Facebook and Instagram owner Meta has built an AI system designed to tackle harmful content online.
The social media giant claims that its Few-Shot Learner (FSL) technology can adapt to take action on new or evolving types of harmful content within weeks instead of months.
The new system uses “few-shot learning,” which means it starts with a general understanding of a topic and then uses much fewer labelled examples to learn new tasks.
The announcement comes a day after the company attended a US senate hearing into the impact of Instagram on young people.
On Tuesday Instagram said it was launching a new set of tools and features to keep teenagers safe on the platform.
FSL can be used in more than 100 languages and learns from different kinds of data, such as images and text.
Meta said that the technology will help augment its existing methods of addressing harmful content.
The AI system works across three different scenarios, each of which require varying levels of labelled examples. Zero-shot requires policy descriptions with no examples, few-shot with demonstration needs policy descriptions with a small set of examples, and with low-shot with fine-tuning, machine learning developers can fine-tune the FSL base model with a low number of training examples.
The company has trialled FSL on a number of recent events, including on a task to identify content that shares misleading or sensationalised information discouraging Covid-19 vaccinations.
Another task saw the AI improve an existing classifier that flags content that comes close to inciting violence, for example: “Does that guy need all of his teeth?”.
The company said that the traditional approach may have missed these types of inflammatory posts because there aren’t many labelled examples that use references to teeth to imply violence.
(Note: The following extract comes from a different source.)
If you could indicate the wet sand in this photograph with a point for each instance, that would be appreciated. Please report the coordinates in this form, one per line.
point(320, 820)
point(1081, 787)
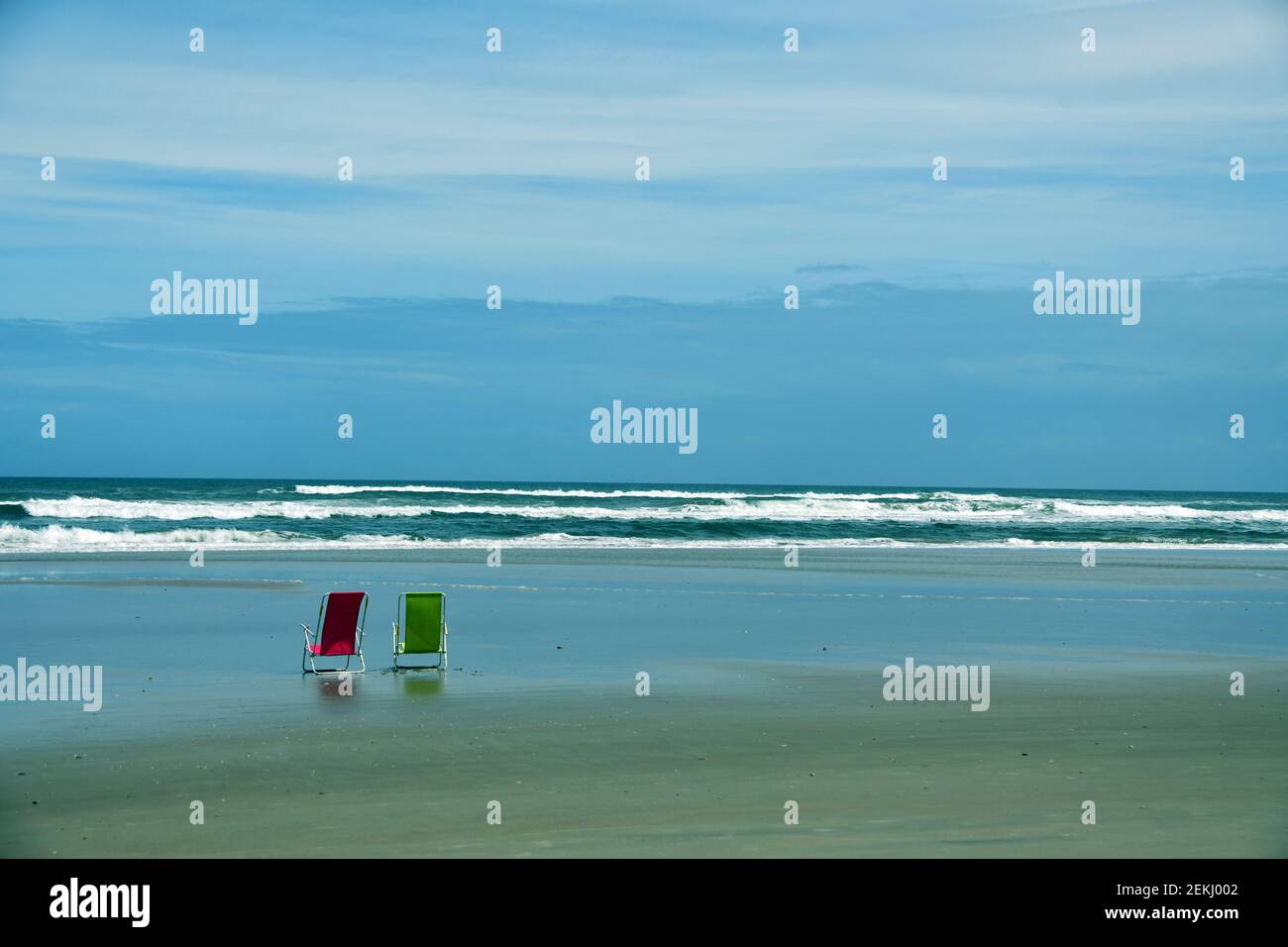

“We’ve also seen that, in combination with existing classifiers along with efforts to reduce harmful content, ongoing improvements in our technology and changes we made to reduce problematic content in News Feed, FSL has helped reduce the prevalence of other harmful content like hate speech,” wrote the company on Thursday. "We believe that FSL can, over time, enhance the performance of all of our integrity AI systems by letting them leverage a single, shared knowledge base and backbone to deal with many different types of violations.
“There’s a lot more work to be done, but these early production results are an important milestone that signals a shift toward more intelligent, generalized AI systems.”